Di conseguenza, anche la richiesta di disporre consulenza tecnica
d’ufficio non può essere accolta, condividendosi la valutazione negativa del
primo giudice.
La consulenza d’ufficio non è un mezzo istruttorio in senso proprio,
avendo essa la finalità di coadiuvare il giudice nella valutazione di elementi
acquisiti o nella soluzione di questioni che necessitino di specifiche
conoscenze, e pertanto deve avere ad oggetto accertamenti per quanto possibile
specifici, poiché un quesito eccessivamente generico conduce ad una indagine
meramente esplorativa alla ricerca di elementi, fatti e circostanze non
provati, e quindi inammissibile (in questo senso, oltre alle pronunce
richiamate nella sentenza appellata, v. Cass. 12.2.2008 n. 3374; Cass. ord. n.
26839/2016).
Nella specie, inoltre, l’indagine peritale è diretta a dimostrare
l’applicazione di interessi usurari (v. atto di appello pag. 16), eventualità
esclusa dal primo giudice con analitica motivazione (come sopra riportato), che
non è stata oggetto di specifica censura da parte dell’appellante.
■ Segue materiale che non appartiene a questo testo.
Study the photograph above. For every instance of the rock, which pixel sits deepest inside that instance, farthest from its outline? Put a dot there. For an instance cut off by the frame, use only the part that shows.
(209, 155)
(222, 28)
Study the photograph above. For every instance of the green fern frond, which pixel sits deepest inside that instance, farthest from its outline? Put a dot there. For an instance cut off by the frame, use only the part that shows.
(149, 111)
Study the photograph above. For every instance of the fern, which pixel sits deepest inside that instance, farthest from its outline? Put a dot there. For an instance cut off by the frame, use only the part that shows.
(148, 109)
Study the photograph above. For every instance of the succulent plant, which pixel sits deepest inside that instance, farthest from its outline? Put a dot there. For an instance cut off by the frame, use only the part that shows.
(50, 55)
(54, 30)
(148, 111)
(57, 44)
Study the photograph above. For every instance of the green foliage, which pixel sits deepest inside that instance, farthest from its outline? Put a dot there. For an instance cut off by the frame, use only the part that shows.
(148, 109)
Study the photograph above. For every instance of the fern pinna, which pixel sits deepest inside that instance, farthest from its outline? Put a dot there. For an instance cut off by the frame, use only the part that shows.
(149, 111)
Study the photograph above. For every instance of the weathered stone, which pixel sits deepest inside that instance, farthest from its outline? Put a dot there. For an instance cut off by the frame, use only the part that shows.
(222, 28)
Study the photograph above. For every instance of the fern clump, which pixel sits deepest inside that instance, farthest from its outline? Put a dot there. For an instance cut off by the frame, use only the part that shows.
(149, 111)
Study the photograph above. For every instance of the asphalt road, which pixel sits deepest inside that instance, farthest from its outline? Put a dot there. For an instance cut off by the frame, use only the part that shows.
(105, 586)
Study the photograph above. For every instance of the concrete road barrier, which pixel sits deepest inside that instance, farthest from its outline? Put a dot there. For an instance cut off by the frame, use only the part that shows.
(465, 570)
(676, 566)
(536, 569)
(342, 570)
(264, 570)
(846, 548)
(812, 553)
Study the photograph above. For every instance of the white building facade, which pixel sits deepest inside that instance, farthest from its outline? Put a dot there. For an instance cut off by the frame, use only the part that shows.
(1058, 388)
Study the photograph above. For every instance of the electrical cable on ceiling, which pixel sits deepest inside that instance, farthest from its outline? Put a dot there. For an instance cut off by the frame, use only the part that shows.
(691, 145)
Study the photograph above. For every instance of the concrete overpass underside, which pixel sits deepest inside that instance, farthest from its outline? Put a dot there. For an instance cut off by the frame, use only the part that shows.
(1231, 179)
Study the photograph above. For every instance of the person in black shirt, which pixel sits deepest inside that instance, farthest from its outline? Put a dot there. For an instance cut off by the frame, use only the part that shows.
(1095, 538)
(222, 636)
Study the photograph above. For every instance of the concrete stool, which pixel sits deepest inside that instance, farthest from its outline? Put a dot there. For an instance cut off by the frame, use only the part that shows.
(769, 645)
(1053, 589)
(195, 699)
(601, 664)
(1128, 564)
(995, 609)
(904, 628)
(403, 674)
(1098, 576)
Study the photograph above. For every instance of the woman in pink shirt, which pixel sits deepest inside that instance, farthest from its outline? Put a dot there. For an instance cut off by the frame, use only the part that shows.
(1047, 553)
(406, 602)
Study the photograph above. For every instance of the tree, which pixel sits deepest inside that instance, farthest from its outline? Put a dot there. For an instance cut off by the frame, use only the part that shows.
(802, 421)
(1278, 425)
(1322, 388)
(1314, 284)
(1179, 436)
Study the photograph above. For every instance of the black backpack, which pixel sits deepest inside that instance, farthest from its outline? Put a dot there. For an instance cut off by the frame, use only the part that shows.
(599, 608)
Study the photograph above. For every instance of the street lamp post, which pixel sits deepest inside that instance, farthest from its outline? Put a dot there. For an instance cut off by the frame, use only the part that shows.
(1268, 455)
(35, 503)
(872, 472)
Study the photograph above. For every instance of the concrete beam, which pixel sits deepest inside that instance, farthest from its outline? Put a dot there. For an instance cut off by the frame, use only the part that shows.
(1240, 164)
Il motivo è pertanto infondato e non può essere accolto.
Con il secondo motivo d’impugnazione, 1.4. lamenta che la società appellata avrebbe
tenuto, in sede di mediazione, un comportamento ostruzionistico: chiede
l’appellante che la Corte ne tenga conto ex artt. 88 e 91 c.p.c. ai fini della
liquidazione delle spese di lite, e comunque sostiene che il giudice di prime
cure avrebbe dovuto dichiarare l’improcedibilità della domanda, stante la
condotta di adesione solo formale alla procedura di mediazione, indice di
malafede ed intesa ad aggirare l’obbligo di cui all’art. 13 d.lgs. n. 28 del
4.3.2010.
Nella comparsa conclusionale l’appellante ha inoltre richiamato la
sentenza delle Sezioni Unite della Corte di cassazione n. 19596 del 18.09.2020
(ove si afferma che, nel giudizio di opposizione a decreto ingiuntivo, l'onere
di promuovere la procedura di mediazione è a carico della parte opposta, con la
conseguenza che, ove essa non si attivi, della pronuncia di improcedibilità e
della revoca del decreto ingiuntivo), evidenziando come 1.4. non abbia introdotto la mediazione pur
essendovi tenuta e si sia altresì rifiutata di svolgere una concreta trattativa
a seguito dell'introduzione della stessa da parte dell'appellante, violando in
tal modo lo spirito della norma, con conseguente improcedibilità del giudizio.
Il motivo è infondato.
A fronte dell’eccezione di improcedibilità del giudizio per mancato
esperimento della procedura di mediazione preventiva obbligatoria, sollevata in
primo grado, il Tribunale ha rilevato che lo stesso opponente aveva prodotto il
verbale dell’incontro di mediazione tenutosi il 19.09.2017, da cui risultava
come detta procedura fosse stata validamente instaurata tra le parti, entrambe
presenti alla convocazione dinanzi al mediatore, ed assistite dai rispettivi
difensori, sebbene la sola parte opponente avesse dichiarato, in quella sede,
di voler entrare nel merito della controversia, mentre la parte opposta aveva
dichiarato di non voler aderire all’invito.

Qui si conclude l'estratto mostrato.